The latest attempt to ensure Hamilton County's youngest residents are ready for kindergarten has kicked off.
At Woodmore Elementary on Monday, parents, some with older siblings in tow, dropped off shy 4-year-olds for their very first day in the classroom at Camp K.
Calvin Donaldson Elementary
Clifton Hills Elementary
East Brainerd Elementary
East Lake Elementary
Orchard Knob Elementary
North Hamilton Elementary
Camp K, a four-week summer program put together through a partnership among Chattanooga 2.0, Hamilton County Schools and other community partners, is taking place at 13 county schools during June. The free program is aimed at giving a leg up to some of the nearly 60 percent of Hamilton County children who are not deemed ready for kindergarten.
"Anytime there is a learning process or opportunity, I want him to be in it," said Tiffany Davis as to why she enrolled her oldest child, Dominique, in the program. "I read to him every day, and I want him to experience the social aspect of school."
Dominique and some of his classmates, including Jonathan Lawrence Jr., who proudly spelled his first name all by himself, have attended preschool prior to kindergarten, but not all of Hamilton County's nearly 3,000 new kindergarten students have had access to such opportunities.

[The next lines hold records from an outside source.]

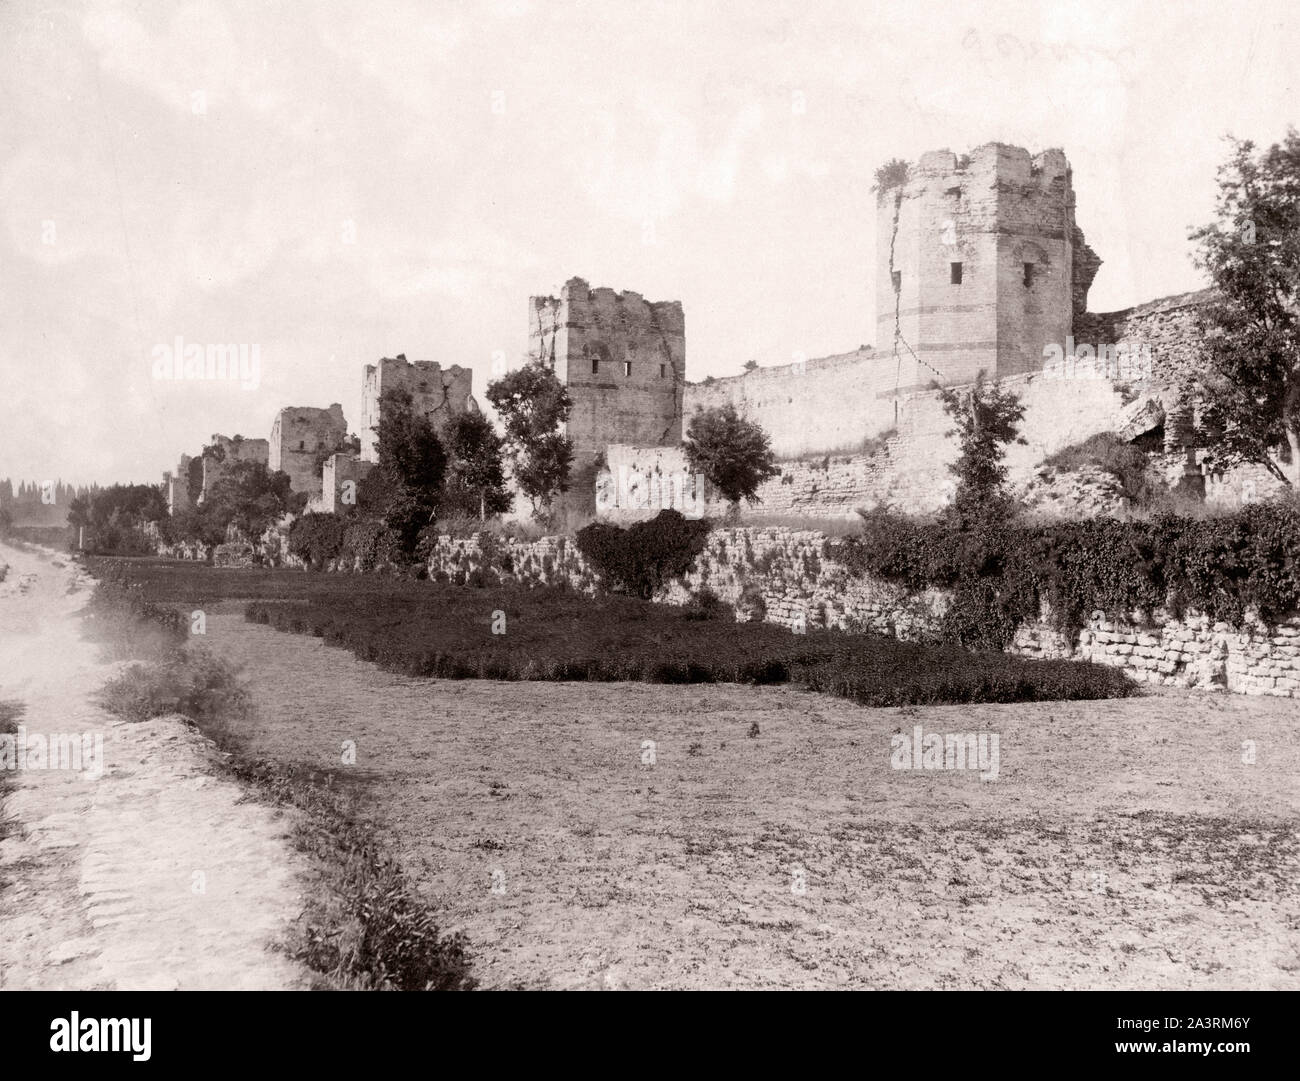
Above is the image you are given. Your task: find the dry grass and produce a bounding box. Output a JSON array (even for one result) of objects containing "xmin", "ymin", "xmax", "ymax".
[{"xmin": 203, "ymin": 610, "xmax": 1300, "ymax": 990}]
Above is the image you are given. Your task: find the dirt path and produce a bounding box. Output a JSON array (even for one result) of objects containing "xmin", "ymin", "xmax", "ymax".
[{"xmin": 0, "ymin": 543, "xmax": 308, "ymax": 990}]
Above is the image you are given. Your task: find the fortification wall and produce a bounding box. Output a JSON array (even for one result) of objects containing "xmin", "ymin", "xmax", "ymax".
[
  {"xmin": 200, "ymin": 435, "xmax": 269, "ymax": 501},
  {"xmin": 632, "ymin": 369, "xmax": 1129, "ymax": 521},
  {"xmin": 683, "ymin": 349, "xmax": 895, "ymax": 459},
  {"xmin": 419, "ymin": 526, "xmax": 1300, "ymax": 699},
  {"xmin": 311, "ymin": 453, "xmax": 374, "ymax": 514}
]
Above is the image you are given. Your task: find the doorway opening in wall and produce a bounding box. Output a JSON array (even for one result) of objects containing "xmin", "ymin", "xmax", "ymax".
[
  {"xmin": 1023, "ymin": 262, "xmax": 1035, "ymax": 287},
  {"xmin": 624, "ymin": 360, "xmax": 631, "ymax": 377},
  {"xmin": 950, "ymin": 261, "xmax": 963, "ymax": 284}
]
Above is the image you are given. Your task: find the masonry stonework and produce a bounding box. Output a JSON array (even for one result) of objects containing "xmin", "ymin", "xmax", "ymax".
[
  {"xmin": 878, "ymin": 144, "xmax": 1096, "ymax": 391},
  {"xmin": 199, "ymin": 435, "xmax": 269, "ymax": 502},
  {"xmin": 419, "ymin": 527, "xmax": 1300, "ymax": 701},
  {"xmin": 359, "ymin": 355, "xmax": 478, "ymax": 463},
  {"xmin": 269, "ymin": 403, "xmax": 347, "ymax": 497},
  {"xmin": 529, "ymin": 277, "xmax": 685, "ymax": 470}
]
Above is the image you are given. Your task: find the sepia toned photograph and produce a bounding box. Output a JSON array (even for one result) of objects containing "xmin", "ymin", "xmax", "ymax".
[{"xmin": 0, "ymin": 0, "xmax": 1296, "ymax": 1054}]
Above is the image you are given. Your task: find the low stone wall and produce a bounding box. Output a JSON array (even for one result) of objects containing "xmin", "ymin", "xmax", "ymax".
[
  {"xmin": 426, "ymin": 525, "xmax": 1300, "ymax": 700},
  {"xmin": 425, "ymin": 533, "xmax": 598, "ymax": 592}
]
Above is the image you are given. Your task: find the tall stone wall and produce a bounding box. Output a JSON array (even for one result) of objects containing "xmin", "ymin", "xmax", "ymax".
[
  {"xmin": 684, "ymin": 348, "xmax": 896, "ymax": 459},
  {"xmin": 649, "ymin": 369, "xmax": 1131, "ymax": 521},
  {"xmin": 360, "ymin": 355, "xmax": 477, "ymax": 462},
  {"xmin": 270, "ymin": 403, "xmax": 347, "ymax": 497}
]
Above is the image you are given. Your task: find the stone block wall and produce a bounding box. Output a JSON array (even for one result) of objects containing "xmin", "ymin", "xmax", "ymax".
[
  {"xmin": 616, "ymin": 367, "xmax": 1130, "ymax": 522},
  {"xmin": 529, "ymin": 278, "xmax": 685, "ymax": 459},
  {"xmin": 270, "ymin": 404, "xmax": 347, "ymax": 497},
  {"xmin": 424, "ymin": 524, "xmax": 1300, "ymax": 700}
]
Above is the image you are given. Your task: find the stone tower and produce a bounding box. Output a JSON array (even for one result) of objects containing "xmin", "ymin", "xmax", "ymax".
[
  {"xmin": 875, "ymin": 143, "xmax": 1100, "ymax": 392},
  {"xmin": 269, "ymin": 403, "xmax": 347, "ymax": 497},
  {"xmin": 527, "ymin": 278, "xmax": 686, "ymax": 471},
  {"xmin": 359, "ymin": 355, "xmax": 478, "ymax": 463}
]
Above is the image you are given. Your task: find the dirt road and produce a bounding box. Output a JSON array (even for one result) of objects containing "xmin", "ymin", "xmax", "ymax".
[{"xmin": 0, "ymin": 543, "xmax": 307, "ymax": 990}]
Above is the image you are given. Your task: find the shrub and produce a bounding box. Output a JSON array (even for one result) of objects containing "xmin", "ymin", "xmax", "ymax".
[
  {"xmin": 94, "ymin": 649, "xmax": 251, "ymax": 727},
  {"xmin": 288, "ymin": 512, "xmax": 346, "ymax": 570},
  {"xmin": 576, "ymin": 509, "xmax": 711, "ymax": 598},
  {"xmin": 682, "ymin": 586, "xmax": 730, "ymax": 621}
]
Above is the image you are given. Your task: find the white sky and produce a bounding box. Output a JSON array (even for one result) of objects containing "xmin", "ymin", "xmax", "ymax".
[{"xmin": 2, "ymin": 0, "xmax": 1297, "ymax": 484}]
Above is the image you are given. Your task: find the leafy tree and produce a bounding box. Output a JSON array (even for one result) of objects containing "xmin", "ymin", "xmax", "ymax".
[
  {"xmin": 873, "ymin": 157, "xmax": 910, "ymax": 193},
  {"xmin": 442, "ymin": 412, "xmax": 511, "ymax": 520},
  {"xmin": 203, "ymin": 462, "xmax": 304, "ymax": 541},
  {"xmin": 1187, "ymin": 130, "xmax": 1300, "ymax": 486},
  {"xmin": 682, "ymin": 404, "xmax": 778, "ymax": 506},
  {"xmin": 938, "ymin": 373, "xmax": 1027, "ymax": 527},
  {"xmin": 373, "ymin": 388, "xmax": 446, "ymax": 496},
  {"xmin": 288, "ymin": 512, "xmax": 346, "ymax": 571},
  {"xmin": 356, "ymin": 387, "xmax": 446, "ymax": 560},
  {"xmin": 66, "ymin": 484, "xmax": 168, "ymax": 554},
  {"xmin": 486, "ymin": 363, "xmax": 573, "ymax": 515}
]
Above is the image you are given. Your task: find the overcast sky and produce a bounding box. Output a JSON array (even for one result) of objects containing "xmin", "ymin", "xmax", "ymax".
[{"xmin": 2, "ymin": 0, "xmax": 1296, "ymax": 485}]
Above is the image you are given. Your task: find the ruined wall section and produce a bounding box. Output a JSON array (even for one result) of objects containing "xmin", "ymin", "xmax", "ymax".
[
  {"xmin": 199, "ymin": 435, "xmax": 269, "ymax": 502},
  {"xmin": 163, "ymin": 453, "xmax": 193, "ymax": 515},
  {"xmin": 360, "ymin": 356, "xmax": 477, "ymax": 463},
  {"xmin": 312, "ymin": 453, "xmax": 374, "ymax": 514},
  {"xmin": 270, "ymin": 404, "xmax": 347, "ymax": 497}
]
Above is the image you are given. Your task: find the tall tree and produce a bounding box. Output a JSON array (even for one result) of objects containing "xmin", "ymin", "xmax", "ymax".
[
  {"xmin": 443, "ymin": 411, "xmax": 511, "ymax": 520},
  {"xmin": 486, "ymin": 363, "xmax": 573, "ymax": 515},
  {"xmin": 357, "ymin": 387, "xmax": 446, "ymax": 558},
  {"xmin": 938, "ymin": 372, "xmax": 1026, "ymax": 527},
  {"xmin": 1188, "ymin": 129, "xmax": 1300, "ymax": 485},
  {"xmin": 682, "ymin": 403, "xmax": 778, "ymax": 507}
]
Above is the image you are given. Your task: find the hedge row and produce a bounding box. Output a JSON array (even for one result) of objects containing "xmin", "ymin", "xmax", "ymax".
[{"xmin": 832, "ymin": 503, "xmax": 1300, "ymax": 649}]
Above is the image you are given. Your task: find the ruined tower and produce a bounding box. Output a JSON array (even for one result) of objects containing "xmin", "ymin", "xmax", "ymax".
[
  {"xmin": 875, "ymin": 143, "xmax": 1100, "ymax": 391},
  {"xmin": 359, "ymin": 355, "xmax": 479, "ymax": 463},
  {"xmin": 269, "ymin": 403, "xmax": 348, "ymax": 496},
  {"xmin": 528, "ymin": 277, "xmax": 685, "ymax": 471}
]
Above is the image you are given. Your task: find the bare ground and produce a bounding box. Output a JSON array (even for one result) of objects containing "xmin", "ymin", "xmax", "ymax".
[
  {"xmin": 0, "ymin": 544, "xmax": 309, "ymax": 990},
  {"xmin": 201, "ymin": 607, "xmax": 1300, "ymax": 990}
]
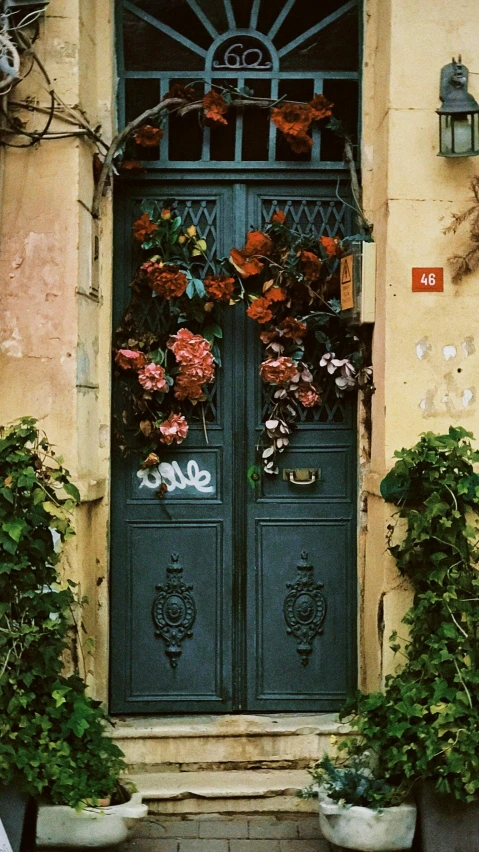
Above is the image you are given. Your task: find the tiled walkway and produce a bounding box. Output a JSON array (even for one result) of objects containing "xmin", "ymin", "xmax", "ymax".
[{"xmin": 120, "ymin": 814, "xmax": 331, "ymax": 852}]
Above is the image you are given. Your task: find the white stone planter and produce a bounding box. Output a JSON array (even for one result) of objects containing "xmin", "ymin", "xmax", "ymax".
[
  {"xmin": 318, "ymin": 796, "xmax": 417, "ymax": 852},
  {"xmin": 36, "ymin": 792, "xmax": 148, "ymax": 848}
]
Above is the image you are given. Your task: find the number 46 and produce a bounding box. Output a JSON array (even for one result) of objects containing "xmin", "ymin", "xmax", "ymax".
[{"xmin": 421, "ymin": 273, "xmax": 436, "ymax": 286}]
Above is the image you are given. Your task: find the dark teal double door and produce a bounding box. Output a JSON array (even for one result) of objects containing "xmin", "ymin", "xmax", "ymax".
[{"xmin": 110, "ymin": 180, "xmax": 357, "ymax": 714}]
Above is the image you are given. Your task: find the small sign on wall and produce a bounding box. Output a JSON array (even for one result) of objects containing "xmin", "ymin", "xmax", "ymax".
[{"xmin": 412, "ymin": 268, "xmax": 444, "ymax": 292}]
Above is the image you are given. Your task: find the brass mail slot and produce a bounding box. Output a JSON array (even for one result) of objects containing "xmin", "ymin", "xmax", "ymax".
[{"xmin": 282, "ymin": 468, "xmax": 321, "ymax": 486}]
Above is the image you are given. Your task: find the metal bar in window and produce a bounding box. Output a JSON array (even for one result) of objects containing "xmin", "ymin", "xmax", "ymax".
[
  {"xmin": 312, "ymin": 78, "xmax": 323, "ymax": 163},
  {"xmin": 116, "ymin": 5, "xmax": 126, "ymax": 128},
  {"xmin": 123, "ymin": 0, "xmax": 207, "ymax": 58},
  {"xmin": 123, "ymin": 71, "xmax": 359, "ymax": 81},
  {"xmin": 278, "ymin": 0, "xmax": 357, "ymax": 57},
  {"xmin": 268, "ymin": 78, "xmax": 278, "ymax": 163},
  {"xmin": 160, "ymin": 77, "xmax": 169, "ymax": 163},
  {"xmin": 235, "ymin": 76, "xmax": 244, "ymax": 163},
  {"xmin": 184, "ymin": 0, "xmax": 218, "ymax": 39},
  {"xmin": 202, "ymin": 77, "xmax": 211, "ymax": 162},
  {"xmin": 268, "ymin": 0, "xmax": 295, "ymax": 40},
  {"xmin": 223, "ymin": 0, "xmax": 236, "ymax": 29},
  {"xmin": 250, "ymin": 0, "xmax": 261, "ymax": 30}
]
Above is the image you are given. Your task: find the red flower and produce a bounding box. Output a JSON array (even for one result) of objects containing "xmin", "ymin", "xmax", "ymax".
[
  {"xmin": 115, "ymin": 349, "xmax": 147, "ymax": 370},
  {"xmin": 204, "ymin": 275, "xmax": 236, "ymax": 302},
  {"xmin": 320, "ymin": 236, "xmax": 341, "ymax": 258},
  {"xmin": 296, "ymin": 384, "xmax": 321, "ymax": 407},
  {"xmin": 247, "ymin": 298, "xmax": 274, "ymax": 324},
  {"xmin": 308, "ymin": 94, "xmax": 334, "ymax": 122},
  {"xmin": 142, "ymin": 262, "xmax": 188, "ymax": 299},
  {"xmin": 279, "ymin": 317, "xmax": 307, "ymax": 339},
  {"xmin": 300, "ymin": 250, "xmax": 322, "ymax": 281},
  {"xmin": 260, "ymin": 357, "xmax": 297, "ymax": 386},
  {"xmin": 138, "ymin": 363, "xmax": 168, "ymax": 392},
  {"xmin": 260, "ymin": 329, "xmax": 280, "ymax": 346},
  {"xmin": 159, "ymin": 413, "xmax": 189, "ymax": 445},
  {"xmin": 134, "ymin": 125, "xmax": 164, "ymax": 147},
  {"xmin": 266, "ymin": 287, "xmax": 287, "ymax": 302},
  {"xmin": 203, "ymin": 90, "xmax": 229, "ymax": 126},
  {"xmin": 244, "ymin": 231, "xmax": 273, "ymax": 257},
  {"xmin": 230, "ymin": 248, "xmax": 264, "ymax": 278},
  {"xmin": 132, "ymin": 213, "xmax": 158, "ymax": 243},
  {"xmin": 271, "ymin": 210, "xmax": 286, "ymax": 224}
]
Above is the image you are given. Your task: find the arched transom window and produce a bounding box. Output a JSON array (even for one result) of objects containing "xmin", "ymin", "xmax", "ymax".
[{"xmin": 117, "ymin": 0, "xmax": 359, "ymax": 168}]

Experts recommend children be able to recognize the alphabet, colors and shapes, write their own names and speak in complete sentences when they enter kindergarten. They also should be comfortable in a structured environment, listening to adults outside their families and be confident enough to do tasks such as putting on their shoes or going to the bathroom alone.
"We look forward to seeing these little people move on to kindergarten and be successful," said Juanita Naylor, one of the two teachers of the 15-student Camp K class at Woodmore. Naylor and master teacher Ginger Varner plan on focusing on a new letter each day, incorporating creative activities and guided reading into the camp's curriculum.
Spending the day with preschoolers demands flexibility and a sense of imagination, though, too. Some students were taken aback when the classroom's toilet made rumbling noises Monday, but they also enjoyed creating "binoculars" with their hands as they scanned the room for examples of the letter "L."
A significant component of the program was occurring simultaneously as students got acclimated to the classroom — parents attended a mandatory parent session in the school library, learning about Chattanooga Basics, a initiative of Chattanooga 2.0's Early Matters coalition to promote kindergarten readiness, and other resources available to them.
"We are really excited about this new initiative here in Hamilton County," said Robin Cayce, director of programs for Chattanooga 2.0. "And we are excited that parents are here on this journey with us."
Parents are required to attend a session each week that will focus on ways parents can get their infants and children ready for school, adverse child experiences and trauma's effect on children, language and literacy development, support available to families, and information from the school principal.
"We want parents to really feel welcome and know that their kids are going to have a positive experience," said Katherlyn Geter, a volunteer member of the Early Matters coalition team and a candidate for the District 5 county commission seat.